Bild: Wenn Freunde analog gesucht werden: Wanda Dubraus "Freundschaftsanfrage /…
BRAUNSCHWEIG taz | Zweiter Tag des Aufstands in Ägypten. Ein junger Araber,
vielleicht als Student hier in Braunschweig, hält mir auf der Straße voller
Begeisterung das Display seines Smartphones entgegen: friedlich
demonstrierende Menschenmassen. Und schon eilt er weiter zu anderen
Passanten, ein mehr als flüchtiger Hauch der mediengerecht titulierten
"Twitter-Revolution" durchweht die norddeutsche Provinz.

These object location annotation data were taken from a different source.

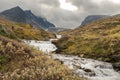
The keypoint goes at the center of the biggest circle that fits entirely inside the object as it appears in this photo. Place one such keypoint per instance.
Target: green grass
(20, 62)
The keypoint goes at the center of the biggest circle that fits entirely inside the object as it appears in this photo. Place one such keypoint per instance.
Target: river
(89, 68)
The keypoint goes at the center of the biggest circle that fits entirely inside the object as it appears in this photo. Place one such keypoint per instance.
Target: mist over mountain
(92, 18)
(17, 14)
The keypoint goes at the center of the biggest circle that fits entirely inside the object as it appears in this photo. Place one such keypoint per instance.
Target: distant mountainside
(16, 14)
(57, 29)
(92, 18)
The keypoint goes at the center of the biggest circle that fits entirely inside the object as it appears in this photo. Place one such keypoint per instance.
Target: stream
(89, 68)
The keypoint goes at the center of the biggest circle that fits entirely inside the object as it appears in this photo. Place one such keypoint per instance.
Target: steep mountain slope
(99, 40)
(16, 14)
(22, 31)
(92, 18)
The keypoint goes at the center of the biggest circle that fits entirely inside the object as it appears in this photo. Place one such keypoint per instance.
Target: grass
(20, 62)
(98, 40)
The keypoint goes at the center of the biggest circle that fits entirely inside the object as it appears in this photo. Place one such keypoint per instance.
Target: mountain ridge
(92, 18)
(17, 14)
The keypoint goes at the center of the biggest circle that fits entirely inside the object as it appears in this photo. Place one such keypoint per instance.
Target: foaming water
(92, 69)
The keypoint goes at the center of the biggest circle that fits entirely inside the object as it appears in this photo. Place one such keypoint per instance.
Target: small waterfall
(92, 69)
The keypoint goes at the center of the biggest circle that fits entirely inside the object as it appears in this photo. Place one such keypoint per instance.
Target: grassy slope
(20, 62)
(99, 40)
(23, 31)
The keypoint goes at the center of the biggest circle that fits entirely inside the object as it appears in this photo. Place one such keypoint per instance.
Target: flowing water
(92, 69)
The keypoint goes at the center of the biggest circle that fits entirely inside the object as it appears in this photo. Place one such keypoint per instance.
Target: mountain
(92, 18)
(16, 30)
(97, 40)
(16, 14)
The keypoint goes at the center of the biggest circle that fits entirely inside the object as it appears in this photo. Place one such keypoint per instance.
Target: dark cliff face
(16, 14)
(93, 18)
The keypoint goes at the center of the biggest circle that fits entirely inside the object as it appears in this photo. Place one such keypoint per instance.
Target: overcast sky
(65, 13)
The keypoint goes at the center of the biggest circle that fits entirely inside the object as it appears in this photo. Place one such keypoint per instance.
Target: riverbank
(89, 68)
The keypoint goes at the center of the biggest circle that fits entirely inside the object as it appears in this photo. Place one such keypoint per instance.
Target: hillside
(98, 40)
(17, 14)
(22, 31)
(20, 62)
(92, 18)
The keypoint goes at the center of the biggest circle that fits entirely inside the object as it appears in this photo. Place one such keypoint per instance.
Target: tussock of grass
(99, 40)
(20, 62)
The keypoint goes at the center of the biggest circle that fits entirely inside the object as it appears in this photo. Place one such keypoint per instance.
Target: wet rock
(87, 70)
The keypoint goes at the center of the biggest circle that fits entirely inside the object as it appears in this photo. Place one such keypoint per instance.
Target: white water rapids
(92, 69)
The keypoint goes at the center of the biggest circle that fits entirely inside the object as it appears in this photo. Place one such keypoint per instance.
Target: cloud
(62, 17)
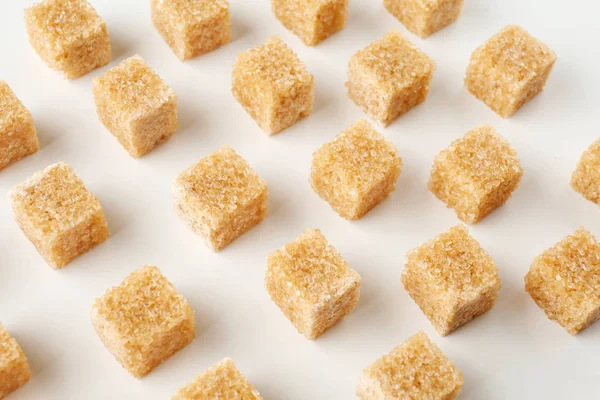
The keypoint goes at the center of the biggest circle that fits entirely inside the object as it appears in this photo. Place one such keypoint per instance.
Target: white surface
(512, 352)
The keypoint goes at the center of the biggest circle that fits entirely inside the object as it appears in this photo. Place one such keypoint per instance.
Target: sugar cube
(18, 137)
(389, 77)
(69, 36)
(509, 69)
(136, 106)
(311, 283)
(312, 21)
(564, 281)
(221, 381)
(452, 279)
(14, 368)
(424, 18)
(143, 321)
(221, 197)
(273, 86)
(476, 174)
(192, 27)
(58, 214)
(356, 170)
(416, 370)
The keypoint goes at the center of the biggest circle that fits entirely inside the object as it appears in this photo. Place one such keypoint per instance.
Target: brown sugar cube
(69, 36)
(452, 279)
(221, 197)
(18, 137)
(312, 21)
(136, 106)
(221, 381)
(143, 321)
(509, 69)
(273, 86)
(356, 170)
(58, 214)
(415, 370)
(14, 368)
(192, 27)
(311, 283)
(389, 77)
(476, 174)
(564, 281)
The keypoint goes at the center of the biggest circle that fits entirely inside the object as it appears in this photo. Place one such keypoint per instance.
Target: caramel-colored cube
(356, 170)
(221, 197)
(273, 86)
(424, 18)
(221, 381)
(564, 281)
(416, 370)
(18, 137)
(192, 27)
(509, 69)
(136, 106)
(58, 214)
(69, 36)
(312, 21)
(389, 77)
(476, 174)
(311, 283)
(14, 368)
(143, 321)
(452, 279)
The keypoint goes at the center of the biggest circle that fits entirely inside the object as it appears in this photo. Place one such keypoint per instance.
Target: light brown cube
(509, 69)
(311, 283)
(273, 86)
(136, 106)
(415, 370)
(58, 214)
(389, 77)
(69, 36)
(18, 137)
(221, 381)
(221, 197)
(192, 27)
(14, 368)
(312, 21)
(424, 18)
(452, 279)
(356, 170)
(476, 174)
(564, 281)
(143, 321)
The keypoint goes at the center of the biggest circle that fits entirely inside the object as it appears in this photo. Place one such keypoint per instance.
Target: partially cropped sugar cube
(143, 321)
(564, 281)
(356, 170)
(389, 77)
(221, 381)
(69, 36)
(312, 21)
(14, 368)
(192, 27)
(416, 370)
(273, 86)
(18, 137)
(508, 70)
(452, 279)
(311, 283)
(221, 197)
(476, 174)
(136, 106)
(58, 214)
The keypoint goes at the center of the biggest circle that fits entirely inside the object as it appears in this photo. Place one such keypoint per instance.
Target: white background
(512, 352)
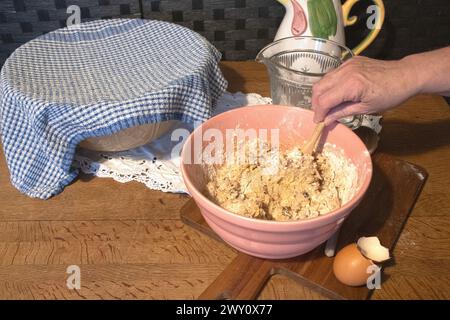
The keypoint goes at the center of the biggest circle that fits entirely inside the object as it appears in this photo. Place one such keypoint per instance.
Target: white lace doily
(153, 163)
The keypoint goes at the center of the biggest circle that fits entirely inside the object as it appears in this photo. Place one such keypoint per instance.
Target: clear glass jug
(296, 63)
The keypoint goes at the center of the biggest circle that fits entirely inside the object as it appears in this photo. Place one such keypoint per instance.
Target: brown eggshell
(350, 266)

Rundmail im Kollegenkreis: kreative Freiberufler, Architektinnen und
Architekten in Braunschweig, Hannover, Göttingen, bei allen berufsbedingt
vorausgesetzte Technikaffinität. Wenige U40, eher Ü50, also die so
genannten digital Immigrants. Und die Frage: Wie sieht es aus mit Twitter,
Flickr, iPad und Co? Und bei den jungen Mitarbeitern, den Kindern?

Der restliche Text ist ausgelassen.